Tuesday, November 18, 2014

Blue Note, seventy-five years of jazz in pictures – Echoes

75 years of Blue Note (Two books illustrated birthday (in Textuel and YellowKorner))

Jazz is a genre of photography. Just to be convinced to flip two beautiful books that celebrate the seventy-five years of a legendary label, created by Alfred Lion and Francis Wolff, two German Jewish immigrants in the United States on the eve of World War II Blue Note Records.

The first of these works (1), “Blue Note, the best jazz since 1939″ by Richard Havers (Textuel, 59 euros), tells by the fabulous history of the record menu. Pouches, contact sheets, work notes scribbled before a historic concert, portraits, documented texts that illuminate the soul of jazz … It covers the entire history of the beginnings of Sidney Bechet to the stars of the team TODAY ay, pianist Robert Glasper or singer Gregory Porter, who are among the few jazz artists to find success without compromising their music. This book will delight fans, the trip will invite the curious ears.

The second tribute book, “The Blue Note Photographs of Francis Wolff” (YellowKorner, 149 euros) is a pure collection of photos, captured throughout his life by one of the founders of the label.
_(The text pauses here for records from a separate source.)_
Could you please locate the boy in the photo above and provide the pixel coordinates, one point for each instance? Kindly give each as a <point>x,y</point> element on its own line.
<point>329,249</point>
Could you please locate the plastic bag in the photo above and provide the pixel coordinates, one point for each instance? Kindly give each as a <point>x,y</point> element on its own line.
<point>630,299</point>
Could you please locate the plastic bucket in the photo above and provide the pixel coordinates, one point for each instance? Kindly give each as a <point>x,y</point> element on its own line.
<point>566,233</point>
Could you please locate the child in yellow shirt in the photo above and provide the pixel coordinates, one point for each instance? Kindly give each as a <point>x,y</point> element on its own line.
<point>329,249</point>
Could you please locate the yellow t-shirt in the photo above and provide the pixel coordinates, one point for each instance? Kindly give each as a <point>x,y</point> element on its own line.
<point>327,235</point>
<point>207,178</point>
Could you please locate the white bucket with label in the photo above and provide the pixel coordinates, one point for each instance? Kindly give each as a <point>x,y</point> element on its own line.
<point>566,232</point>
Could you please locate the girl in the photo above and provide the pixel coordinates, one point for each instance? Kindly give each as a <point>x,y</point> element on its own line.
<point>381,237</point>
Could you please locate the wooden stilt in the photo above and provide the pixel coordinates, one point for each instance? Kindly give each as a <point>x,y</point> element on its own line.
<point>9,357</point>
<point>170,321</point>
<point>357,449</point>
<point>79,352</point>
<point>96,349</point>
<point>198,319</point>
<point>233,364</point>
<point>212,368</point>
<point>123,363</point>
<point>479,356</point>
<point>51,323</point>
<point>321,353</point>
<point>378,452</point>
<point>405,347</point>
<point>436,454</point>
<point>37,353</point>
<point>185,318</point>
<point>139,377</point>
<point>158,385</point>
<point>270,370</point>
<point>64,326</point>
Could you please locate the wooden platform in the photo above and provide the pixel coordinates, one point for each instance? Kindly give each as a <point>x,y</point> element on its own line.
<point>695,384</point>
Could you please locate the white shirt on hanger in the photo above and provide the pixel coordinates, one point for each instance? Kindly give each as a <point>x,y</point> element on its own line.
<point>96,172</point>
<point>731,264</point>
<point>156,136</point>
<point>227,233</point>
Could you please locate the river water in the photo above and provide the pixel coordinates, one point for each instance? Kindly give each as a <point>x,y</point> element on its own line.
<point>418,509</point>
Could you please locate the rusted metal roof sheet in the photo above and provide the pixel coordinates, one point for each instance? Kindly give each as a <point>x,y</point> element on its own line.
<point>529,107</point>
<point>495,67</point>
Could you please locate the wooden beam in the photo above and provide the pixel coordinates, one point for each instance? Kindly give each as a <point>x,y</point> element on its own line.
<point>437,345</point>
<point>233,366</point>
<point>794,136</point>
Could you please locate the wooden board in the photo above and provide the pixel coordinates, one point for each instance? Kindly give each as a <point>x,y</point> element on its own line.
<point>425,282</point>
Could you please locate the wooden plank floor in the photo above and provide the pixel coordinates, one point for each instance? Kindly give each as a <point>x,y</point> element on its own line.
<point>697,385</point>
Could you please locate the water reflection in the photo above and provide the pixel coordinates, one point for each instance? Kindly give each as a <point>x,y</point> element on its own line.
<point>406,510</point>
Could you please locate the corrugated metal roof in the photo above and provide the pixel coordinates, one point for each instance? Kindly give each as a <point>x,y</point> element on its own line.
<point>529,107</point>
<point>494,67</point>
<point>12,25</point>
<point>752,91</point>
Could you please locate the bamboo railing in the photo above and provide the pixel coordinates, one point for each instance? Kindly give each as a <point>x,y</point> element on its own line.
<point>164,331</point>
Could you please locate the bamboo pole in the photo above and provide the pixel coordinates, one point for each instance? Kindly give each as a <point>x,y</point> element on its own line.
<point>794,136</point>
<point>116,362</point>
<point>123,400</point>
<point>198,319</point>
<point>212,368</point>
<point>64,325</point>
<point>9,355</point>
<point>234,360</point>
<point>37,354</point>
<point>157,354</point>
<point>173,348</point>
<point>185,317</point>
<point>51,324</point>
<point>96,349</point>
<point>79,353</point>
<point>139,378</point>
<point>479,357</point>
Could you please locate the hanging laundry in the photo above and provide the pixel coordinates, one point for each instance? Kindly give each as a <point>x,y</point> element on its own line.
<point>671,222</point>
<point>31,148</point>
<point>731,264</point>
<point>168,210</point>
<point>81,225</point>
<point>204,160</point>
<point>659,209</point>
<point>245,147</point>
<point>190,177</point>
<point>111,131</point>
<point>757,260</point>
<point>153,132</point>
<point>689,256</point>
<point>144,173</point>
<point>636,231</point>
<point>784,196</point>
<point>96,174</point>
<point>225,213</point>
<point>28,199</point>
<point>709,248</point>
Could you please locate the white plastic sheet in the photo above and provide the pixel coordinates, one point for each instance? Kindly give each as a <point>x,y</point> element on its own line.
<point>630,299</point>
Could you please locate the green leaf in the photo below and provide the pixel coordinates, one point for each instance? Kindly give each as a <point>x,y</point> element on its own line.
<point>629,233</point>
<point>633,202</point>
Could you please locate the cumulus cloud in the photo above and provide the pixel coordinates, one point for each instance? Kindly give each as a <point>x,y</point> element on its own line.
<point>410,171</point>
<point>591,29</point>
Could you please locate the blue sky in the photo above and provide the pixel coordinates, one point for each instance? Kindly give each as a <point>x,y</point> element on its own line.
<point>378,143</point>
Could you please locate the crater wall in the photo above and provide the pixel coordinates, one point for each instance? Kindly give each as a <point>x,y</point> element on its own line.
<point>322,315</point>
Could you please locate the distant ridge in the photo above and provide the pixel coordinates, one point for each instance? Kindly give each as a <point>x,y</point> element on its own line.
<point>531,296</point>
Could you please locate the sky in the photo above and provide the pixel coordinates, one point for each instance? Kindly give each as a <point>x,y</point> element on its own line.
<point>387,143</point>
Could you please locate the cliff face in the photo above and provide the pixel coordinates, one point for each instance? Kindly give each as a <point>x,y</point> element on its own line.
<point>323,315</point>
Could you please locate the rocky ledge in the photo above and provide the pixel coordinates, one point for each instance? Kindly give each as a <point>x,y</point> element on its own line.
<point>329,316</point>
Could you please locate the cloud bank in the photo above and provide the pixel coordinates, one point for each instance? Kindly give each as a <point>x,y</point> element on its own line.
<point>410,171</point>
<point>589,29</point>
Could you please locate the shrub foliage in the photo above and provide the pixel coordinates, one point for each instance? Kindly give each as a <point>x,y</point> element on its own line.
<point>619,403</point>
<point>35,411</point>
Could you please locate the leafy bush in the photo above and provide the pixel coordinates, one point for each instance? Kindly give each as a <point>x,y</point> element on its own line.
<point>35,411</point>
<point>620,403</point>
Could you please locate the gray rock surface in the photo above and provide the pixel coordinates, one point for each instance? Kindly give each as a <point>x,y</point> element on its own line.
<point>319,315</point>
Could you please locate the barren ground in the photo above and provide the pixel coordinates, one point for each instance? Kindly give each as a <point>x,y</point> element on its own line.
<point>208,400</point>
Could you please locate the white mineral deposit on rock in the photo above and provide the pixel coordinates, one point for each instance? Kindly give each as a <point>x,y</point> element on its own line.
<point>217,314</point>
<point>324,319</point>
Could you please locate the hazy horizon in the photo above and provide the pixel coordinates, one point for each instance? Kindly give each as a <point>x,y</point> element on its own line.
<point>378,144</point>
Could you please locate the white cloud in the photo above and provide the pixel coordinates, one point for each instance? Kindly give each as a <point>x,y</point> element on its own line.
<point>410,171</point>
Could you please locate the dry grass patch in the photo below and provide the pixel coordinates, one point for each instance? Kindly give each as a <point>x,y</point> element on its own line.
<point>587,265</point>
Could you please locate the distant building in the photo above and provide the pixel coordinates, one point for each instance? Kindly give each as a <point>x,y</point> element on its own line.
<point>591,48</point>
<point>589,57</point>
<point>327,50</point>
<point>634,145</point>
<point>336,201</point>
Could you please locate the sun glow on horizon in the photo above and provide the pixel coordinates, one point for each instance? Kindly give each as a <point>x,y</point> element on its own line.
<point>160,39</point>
Bilingual, this luxury object, imposing and valuable is published in 1939 copies only (reference to the year of birth of the label). Each is numbered and signed by the hand of Wayne Shorter, the hand that stroked his saxophone while his enchanted Miles Davis trumpet, and wrote some of the most beautiful pages in the history of Blue Note, so the history of jazz.

Yes, jazz is a genre of photography, these two works are proof, often in black and white. Photos of concerts and rehearsals, shooting sessions for these pockets of identity label in the 1950s and 1960s, often in two colors, with a banner on the top and a timeless typographical elegance.

They show the beauty of Miles Davis, vivid and captivating as his music (on one of them, produced by Francis Wolff in 1954, Miles plays with his eyes closed and is sitting in a chair, cross your right leg on the left and his trumpet raised above, it is the truth of an artist). They pierce the secret inventors, Max Roach at his farm in 1956 during the recording of an album by Sonny Rollins, sunglasses and tie undone, parted lips. They reveal the intelligence of jazz, Herbie Hancock in the eye, a deep intelligence as its harmonies. Nothing better than black and white to hear the blue notes.